Parkland Students Return to School With Clear Backpacks

Students from Marjory Stoneman Douglas High School are speaking out as their school implements [...]

Students from Marjory Stoneman Douglas High School are speaking out as their school implements mandatory see-through backpacks as a new safety measure, calling on lawmakers for "real change."

The Parkland, Florida school shooting survivors return to school on Monday for the first time since the March For Our Lives events across the country, which they helped organize. The teenagers were met with a number of strict new security measures, including clear plastic backpacks that lawmakers hope will make it impossible for students to sneak firearms onto the campus.

"Going to school is really so hard, and now it's going to be so much worse," senior Isabelle Robinson told CNN. "A lot of the people I've talked to are dreading going back."

The students are still riding the high of the March For Our Lives events, which gained national attention, raised millions of dollars and attracted celebrity support for the issue of tighter gun laws and an end to gun lobbyists.

"The march was amazing," said Daniel Bishop, a sophomore. "It was such an amazing experience to be there as a Parkland student, to experience and see all of us come together and talk about what we want to see happen."

However, their high spirits were slightly dampened when they learned that their school's first concrete action after the shooting would be the grim backpack measure.

"There's still that sense of melancholy, because what's going to happen from this?" Bishop said. "It's not like there was a magical bill that was passed that fixed all the things after the march. That didn't happen."
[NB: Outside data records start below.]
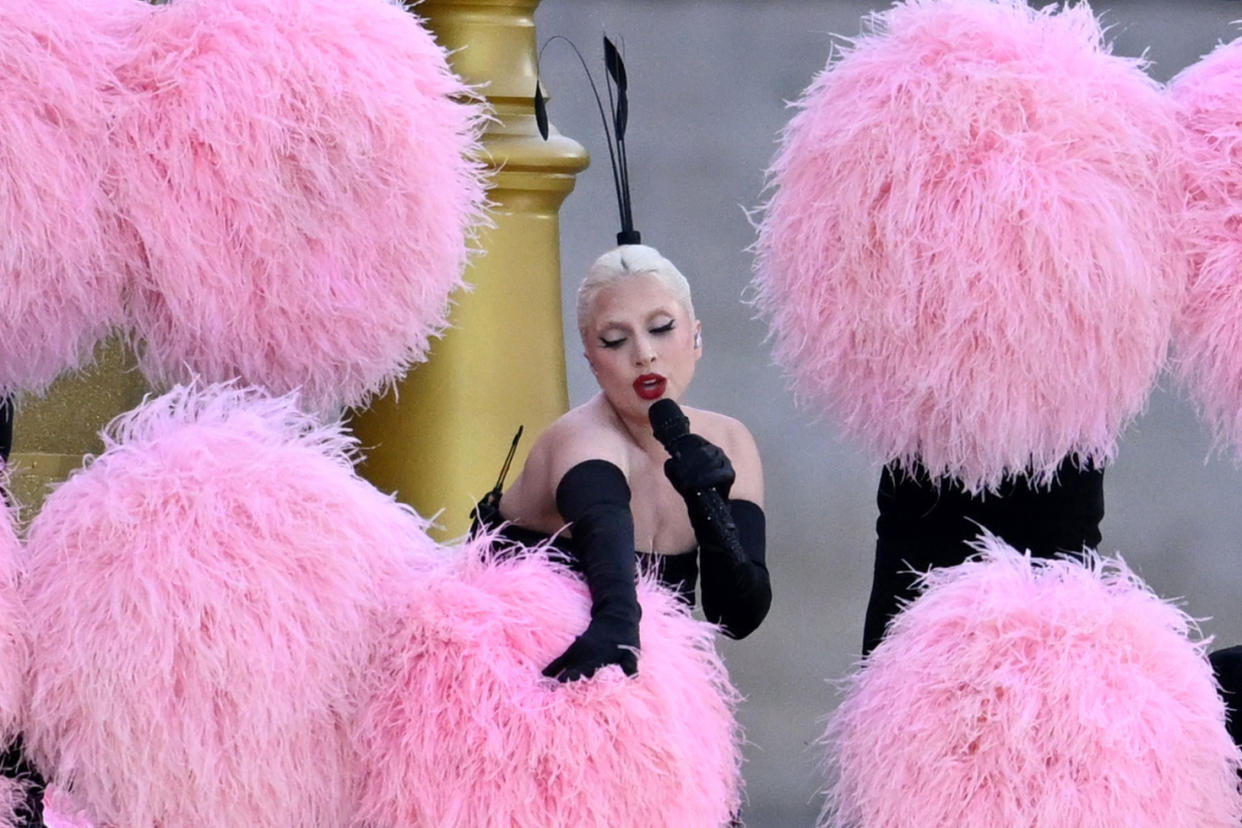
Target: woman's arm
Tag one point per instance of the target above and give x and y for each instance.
(583, 466)
(735, 585)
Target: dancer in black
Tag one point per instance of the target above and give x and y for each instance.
(600, 474)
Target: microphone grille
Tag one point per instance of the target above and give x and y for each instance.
(667, 421)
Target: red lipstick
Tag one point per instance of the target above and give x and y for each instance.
(650, 386)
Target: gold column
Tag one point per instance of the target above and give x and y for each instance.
(440, 441)
(51, 433)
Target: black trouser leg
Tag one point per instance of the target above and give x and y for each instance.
(928, 523)
(14, 764)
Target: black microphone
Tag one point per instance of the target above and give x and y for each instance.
(668, 422)
(671, 427)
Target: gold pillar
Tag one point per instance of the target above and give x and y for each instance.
(440, 441)
(51, 433)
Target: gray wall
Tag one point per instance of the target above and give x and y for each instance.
(709, 81)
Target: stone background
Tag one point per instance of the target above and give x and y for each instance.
(709, 82)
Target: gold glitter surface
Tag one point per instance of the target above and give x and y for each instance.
(51, 433)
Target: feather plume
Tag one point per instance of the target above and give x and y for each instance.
(1038, 693)
(302, 184)
(468, 733)
(970, 252)
(205, 595)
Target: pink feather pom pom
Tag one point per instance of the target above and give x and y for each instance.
(1207, 342)
(205, 595)
(1046, 694)
(969, 256)
(61, 270)
(468, 733)
(303, 189)
(60, 811)
(14, 659)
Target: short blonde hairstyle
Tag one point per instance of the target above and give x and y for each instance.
(625, 262)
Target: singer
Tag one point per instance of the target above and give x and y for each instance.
(601, 478)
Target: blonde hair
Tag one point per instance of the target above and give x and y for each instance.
(625, 262)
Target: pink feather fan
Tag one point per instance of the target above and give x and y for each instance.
(468, 733)
(1036, 693)
(302, 188)
(205, 595)
(1209, 339)
(969, 253)
(61, 267)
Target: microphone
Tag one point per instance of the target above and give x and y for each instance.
(671, 427)
(668, 422)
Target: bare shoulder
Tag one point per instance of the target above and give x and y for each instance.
(584, 433)
(727, 432)
(737, 441)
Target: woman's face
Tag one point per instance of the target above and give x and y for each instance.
(641, 344)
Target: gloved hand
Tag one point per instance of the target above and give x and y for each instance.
(601, 644)
(595, 498)
(697, 466)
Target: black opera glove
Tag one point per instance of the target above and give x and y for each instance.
(698, 466)
(735, 587)
(737, 590)
(594, 498)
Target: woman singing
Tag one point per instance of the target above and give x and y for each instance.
(600, 473)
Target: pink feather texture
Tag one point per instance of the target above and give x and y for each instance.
(1207, 345)
(969, 256)
(468, 733)
(1045, 694)
(205, 595)
(302, 185)
(61, 265)
(14, 638)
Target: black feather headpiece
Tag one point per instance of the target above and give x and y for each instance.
(614, 129)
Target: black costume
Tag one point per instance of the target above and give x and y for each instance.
(927, 523)
(13, 761)
(595, 499)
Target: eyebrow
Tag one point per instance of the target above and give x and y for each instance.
(617, 323)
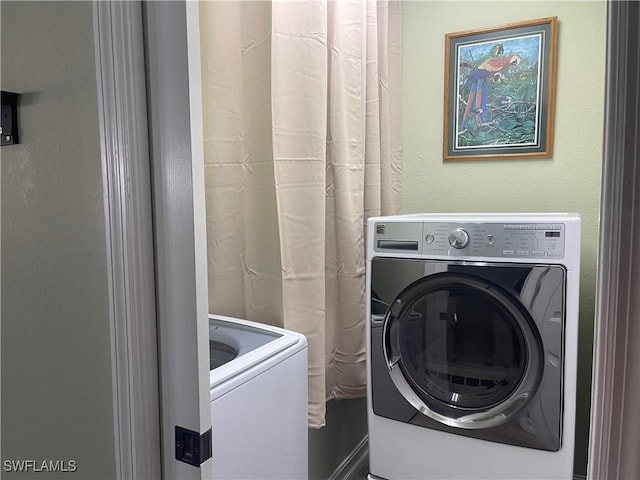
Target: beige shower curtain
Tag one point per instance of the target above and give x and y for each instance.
(302, 129)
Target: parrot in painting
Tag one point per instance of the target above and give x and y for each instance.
(477, 82)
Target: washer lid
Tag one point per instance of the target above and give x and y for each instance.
(255, 343)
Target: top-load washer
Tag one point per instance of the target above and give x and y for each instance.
(472, 345)
(258, 381)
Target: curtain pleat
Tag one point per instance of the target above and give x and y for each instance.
(302, 126)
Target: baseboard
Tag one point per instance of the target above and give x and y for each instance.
(358, 457)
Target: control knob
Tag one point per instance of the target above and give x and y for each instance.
(459, 238)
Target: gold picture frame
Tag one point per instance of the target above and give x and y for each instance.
(500, 91)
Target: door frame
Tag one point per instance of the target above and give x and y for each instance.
(614, 392)
(124, 146)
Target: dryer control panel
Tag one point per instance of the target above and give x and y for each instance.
(493, 240)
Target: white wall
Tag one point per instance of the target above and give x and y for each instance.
(568, 181)
(56, 364)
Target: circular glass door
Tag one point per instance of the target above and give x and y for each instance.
(462, 350)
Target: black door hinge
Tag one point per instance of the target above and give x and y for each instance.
(191, 447)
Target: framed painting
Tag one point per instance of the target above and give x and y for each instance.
(499, 91)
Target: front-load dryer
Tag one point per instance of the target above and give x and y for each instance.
(472, 345)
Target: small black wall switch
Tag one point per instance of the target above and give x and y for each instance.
(9, 127)
(191, 447)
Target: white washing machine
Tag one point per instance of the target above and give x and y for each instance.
(258, 400)
(472, 345)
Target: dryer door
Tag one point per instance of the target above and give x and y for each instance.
(462, 350)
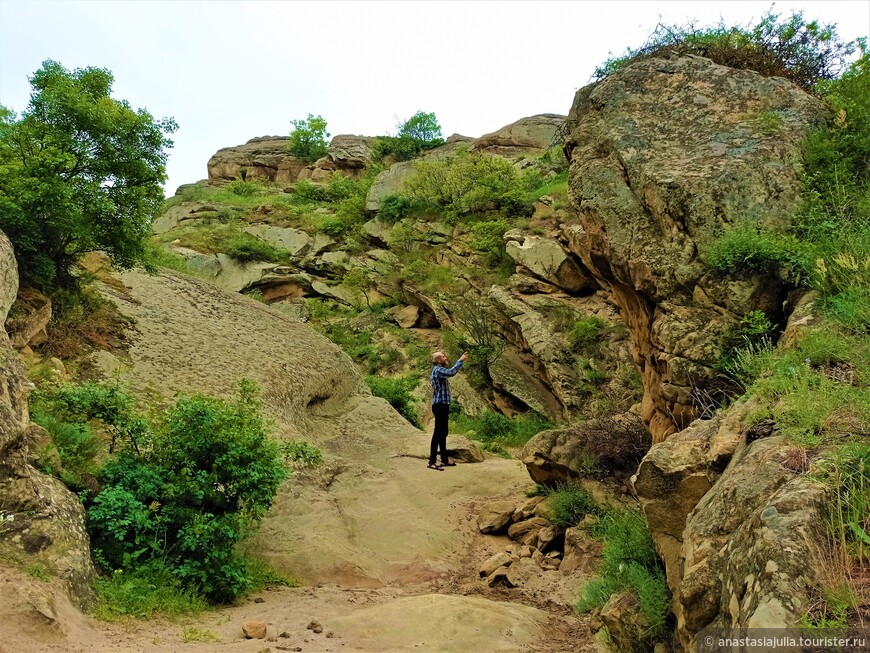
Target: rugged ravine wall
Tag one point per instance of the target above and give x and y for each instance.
(664, 155)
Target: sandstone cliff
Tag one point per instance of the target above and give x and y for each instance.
(665, 154)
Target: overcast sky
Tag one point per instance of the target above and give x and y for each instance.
(228, 71)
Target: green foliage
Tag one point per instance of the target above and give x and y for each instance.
(488, 239)
(397, 391)
(188, 500)
(149, 592)
(802, 388)
(465, 184)
(847, 471)
(629, 562)
(418, 133)
(586, 333)
(301, 453)
(745, 249)
(802, 51)
(76, 445)
(79, 171)
(570, 504)
(39, 571)
(395, 207)
(242, 188)
(308, 139)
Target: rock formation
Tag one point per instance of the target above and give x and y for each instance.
(41, 521)
(737, 524)
(664, 155)
(263, 159)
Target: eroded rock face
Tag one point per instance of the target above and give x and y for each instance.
(40, 520)
(264, 159)
(664, 154)
(736, 526)
(615, 444)
(526, 137)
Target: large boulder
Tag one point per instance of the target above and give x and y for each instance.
(614, 445)
(41, 522)
(665, 154)
(525, 137)
(347, 154)
(736, 526)
(546, 259)
(28, 318)
(265, 158)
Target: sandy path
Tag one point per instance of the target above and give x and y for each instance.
(388, 551)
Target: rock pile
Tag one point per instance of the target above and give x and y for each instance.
(538, 546)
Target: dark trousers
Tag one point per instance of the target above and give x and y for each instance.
(439, 435)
Florida state lawmakers did pass a law after the shooting, though it left both sides of the political spectrum unhappy. The law raised the minimum age to purchase all guns to 21 and instituted a three-day waiting period, but it also implemented a new program that will arm teachers and other school officials, putting more weapons inside the walls of school buildings.

"We have no sense of normalcy anymore," said Robinson, 17. "It feels like being punished. It feels like jail, being checked every time we go to school."

The student activists do not present a unified proposal as to how America's gun violence problem can be solved. Instead, they're asking voters to pay attention to which politicians accept massive donations from gun lobbying groups, and hopefully vote them out in November, so that a more objective conversation on the topic can take place.